Однажды господин уже вознаградил его такой неслыханной милостью за верную службу.

– Именно. Сделаем это в катакомбах, под вечер, чтобы энергетический пик пришелся на следующий день. Если вляпаемся, у тебя будет хороший запас сил, чтобы удрать.

– А как же вы?

– А я собираюсь обыграть их.

– Так они же Крысиному Вору западню готовят, вы же сами говорили, что он обязательно туда придет сорвать им праздник, согласно своей вреднющей натуре, и они наперед рассчитали, что он придет! Раз Тевальда ему не освободить и даже близко не подобраться, он, знамо дело, явится с арбалетом или с бартогским ружьем, и амулетчики враз определят, кто под полой такое оружие прячет, тут-то его и сцапают. И на всех крышах будут засады, чтоб его не упустить, то-то они шастают по чердакам вокруг площади Последнего Слова…

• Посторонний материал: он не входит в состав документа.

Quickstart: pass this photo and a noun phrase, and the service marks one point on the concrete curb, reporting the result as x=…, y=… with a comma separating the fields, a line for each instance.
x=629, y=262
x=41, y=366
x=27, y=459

– Все верно, – загадочная ухмылка не сходила с лица господина. – Но их план основан на их представлениях о том, что планирует Хантре. Они нашего Крысиного Вора о-о-очень недооценивают, а большего я тебе пока не скажу. Сам увидишь. Бедного Тевальда жаль, он был забавный, как и все эти горе-подражатели, и не раз говорил, что готов оказать мне любую услугу – что ж, вот и окажет: мы наконец-то изловим Крысиного Вора. Видишь ли, Шнырь, он мой. У тебя была твоя крыска, а у меня есть Крысиный Вор, и я никому его не отдам.

– Уж это истинная правда, – понятливо закивал приободрившийся Шнырь. – Надо держаться за свое, нельзя иначе, и ежели рыжий ворюга наш, то есть ваш, он наш и останется, правда же? И мы раньше всех его поймаем!

– Непременно, мой храбрый Шнырь, – благосклонно подтвердил господин.

– А когда мы будем ловить рыжего, мы его побьем?

– С превеликим удовольствием. Это необходимая составная часть моего плана.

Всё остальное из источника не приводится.